Судя по ее письмам, Саломея Уэйнфилд девушка образованная. Она затеяла с Чарли игру, давая ему, с одной стороны, бесконечные поводы для ревности, которая доводила его до безумия, а с другой – выказывая ему маленькие знаки любви.
Шер Чарльз [писала она]
Мы [мы!] живем на шестом этаже (по-твоему будет седьмой) на очаровательно сомнительной помойке под названием «Отель де ля Арпер» и тем временем ищем какое-нибудь жилье подешевле. Париж – божественный город. Жан Поль Сартр практически за углом, Симона де Бовуар, Беккет[354], Жене[355] – короче говоря, tout le monde[356].
Дорогой, я тебя люблю. Пожалуйста, не думай, что если я живу с Себастьяном (который, кстати, варит отличную пшенную кашу), то перестала любить тебя. Просто мне нужно время, чтобы поэкспериментировать, подышать, пожить, потянуться, потренировать мышцы [догадайтесь, какие!] без тебя.

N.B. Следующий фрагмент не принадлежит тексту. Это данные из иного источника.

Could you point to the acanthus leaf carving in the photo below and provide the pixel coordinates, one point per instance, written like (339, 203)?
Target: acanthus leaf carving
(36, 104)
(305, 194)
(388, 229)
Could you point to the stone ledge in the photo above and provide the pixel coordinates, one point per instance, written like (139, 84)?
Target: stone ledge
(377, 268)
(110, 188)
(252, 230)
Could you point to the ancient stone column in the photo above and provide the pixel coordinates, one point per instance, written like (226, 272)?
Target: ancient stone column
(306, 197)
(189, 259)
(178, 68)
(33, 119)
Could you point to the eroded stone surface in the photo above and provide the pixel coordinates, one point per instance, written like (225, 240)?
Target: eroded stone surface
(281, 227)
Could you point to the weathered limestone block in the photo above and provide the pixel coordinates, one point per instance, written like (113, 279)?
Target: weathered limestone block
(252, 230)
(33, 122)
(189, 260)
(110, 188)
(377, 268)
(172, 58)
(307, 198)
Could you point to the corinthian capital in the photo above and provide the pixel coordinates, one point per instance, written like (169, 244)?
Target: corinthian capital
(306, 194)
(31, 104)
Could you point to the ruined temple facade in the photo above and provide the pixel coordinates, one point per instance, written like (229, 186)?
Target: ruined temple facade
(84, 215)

Я скучаю по тебе днем и ночью, думаю о тебе, даже вижу во сне. Ты представить себе не можешь, как это трудно – жить с человеком, который не знает, что такое БСП[357], который никогда не ел блинчиков, который думает, что Чарльз[358] – это прежний английский король! И тем не менее он (Себастьян) очень милый и преданный, и [здесь целая строка вымарана чернилами] его присутствие помогает мне каждый день понимать, как сильно я все еще люблю тебя.
Аттан-муа, шери[359].
Attends-moi сама!
Но как я могла сунуть Чарли под нос письмо, извлеченное из-под его не очень чистого белья? А потому прибегла к фабианской политике наблюдения и выжидания, сохранив свое негодование в тайне. Я была полна решимости завоевать его, постепенно вырвать из рук тайной подружки по переписке.
В июне мы отправились в Европу. Чарли собирался принять участие в дирижерском конкурсе в Голландии; у меня были друзья в Йоркшире, которых я хотела навестить, хотела я еще встретить и старинную подружку Пию во Флоренции и с ней вместе прогуляться по югу Европы, а еще мне нужно заглянуть к сестренке Ранди на Ближний Восток. Мы с Чарли планировали две недели пробыть вместе в Голландии, а потом расстаться. Предположительно он должен был дирижировать исполнением оратории на каком-то фестивале искусств, но это пока было неопределенно. Я втайне надеялась, что мы придем к согласию – отменим все наши прочие планы и проведем лето вместе, путешествуя по Европе.
Мы отправились через океан туристским классом на старой «Куин Элизабет». Пуританин Кьюнард[360] не соглашался предоставить нам одну каюту на двоих, пока мы не предъявим письменное свидетельство нашего брака, которого у нас, конечно, не было. И потом, Чарли скряга. В целях экономии он взял себе билет на одну койку в каюте на четверых, где оказался с тремя стариками; у меня не оставалось иного выбора, как только купить койку в такой же четырехместной каюте для женщин. Иллюминаторы там, естественно, отсутствовали, и находилась она прямо над машинным отсеком. Попутчицами моими были немка, похожая на Бухенвальдскую суку[361], тощая медицинская сестра-француженка и англичанка лет пятидесяти, учительница, носившая джемперы, брюки и туфли на рифленой подошве. Она пользовалась английской лавандой от «Ярдли», и в кабине невыносимо воняло.